Datenschutz und Verschwiegenheit

Der Berufsvormund unterliegt datenschutzrechtlichen Anforderungen. Personenbezogene Daten des Kindes und seiner Familie sind vertraulich zu behandeln. Eine Weitergabe erfolgt nur, soweit sie für die Aufgabenerfüllung erforderlich und rechtlich zulässig ist. Dokumente werden sicher aufbewahrt; Auskünfte an Dritte erfolgen zurückhaltend und zweckgebunden.

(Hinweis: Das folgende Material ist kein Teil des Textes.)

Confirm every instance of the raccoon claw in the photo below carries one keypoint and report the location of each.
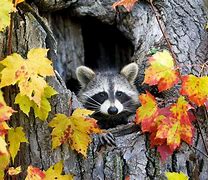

Historische Entwicklung und aktuelle Reformen

Die Vormundschaft für Minderjährige hat sich in den vergangenen Jahren weiterentwickelt, um Beteiligungsrechte von Kindern zu stärken, persönliche Kontakte zu sichern und die Qualität der Amtsführung zu erhöhen. Reformen betonen die Orientierung am Kindeswohl, die Transparenz der Vermögensverwaltung, eine klare Abgrenzung der Rollen sowie die Stärkung von Kontrolle und Qualifizierung.

Häufig gestellte Fragen

Was unterscheidet einen Berufsvormund von einem Amtsvormund und einem ehrenamtlichen Vormund?

Ein Berufsvormund übt die Vormundschaft als Erwerbstätigkeit aus, oft für mehrere Kinder. Ein Amtsvormund ist das Jugendamt, das die Vormundschaft institutionell wahrnimmt. Ein ehrenamtlicher Vormund übernimmt die Aufgabe persönlich und unentgeltlich, in der Regel für ein Kind.

Wer entscheidet über die Bestellung eines Berufsvormunds?

Das Familiengericht bestellt den Vormund durch Beschluss. Es prüft die Eignung der Person, hört das Kind in der Regel an und berücksichtigt Vorschläge, etwa vom Jugendamt oder aus dem sozialen Umfeld.

Welche Rechte hat das Kind gegenüber dem Berufsvormund?

Das Kind hat Anspruch auf Information, Beteiligung und persönliche Kontakte. Seine Wünsche werden entsprechend Alter und Reife einbezogen. Der Vormund hat Entscheidungen am Kindeswohl auszurichten und muss die Lebenssituation des Kindes kennen.

Darf ein Berufsvormund den Aufenthaltsort des Kindes bestimmen?

Ja, die Bestimmung des Aufenthalts gehört zur Personensorge. In gewichtigen Fällen sind zusätzliche Prüfungen und teils gerichtliche Genehmigungen vorgesehen, um die Rechte des Kindes zu sichern.

Wie wird ein Berufsvormund vergütet?

Die Vergütung wird gerichtlich festgesetzt und richtet sich nach festgelegten Sätzen und dem Aufwand. Vorrangig wird vorhandenes Vermögen oder Einkommen des Kindes eingesetzt; reicht dies nicht aus, erfolgt die Zahlung aus öffentlichen Mitteln. Notwendige Auslagen können erstattet werden.

Wann endet die Vormundschaft eines Berufsvormunds?

Sie endet in der Regel mit der Volljährigkeit, durch Adoption, durch Rückübertragung der elterlichen Sorge oder wenn die Gründe für die Vormundschaft entfallen. Das Gericht stellt die Beendigung fest.

Kann ein Berufsvormund abberufen werden?

Ja, bei Eignungszweifeln, Pflichtverletzungen, Interessenkonflikten oder wenn es das Kindeswohl erfordert, kann das Gericht den Vormund entlassen und eine andere Person bestellen.

Für wie viele Kinder darf ein Berufsvormund tätig sein?

Es gibt keine einheitliche starre Zahl für selbstständige Berufsvormünde. Maßgeblich ist, dass die persönliche Betreuung gewährleistet bleibt. Für Amtsvormundschaften gelten verbindliche Obergrenzen innerhalb des Jugendamts.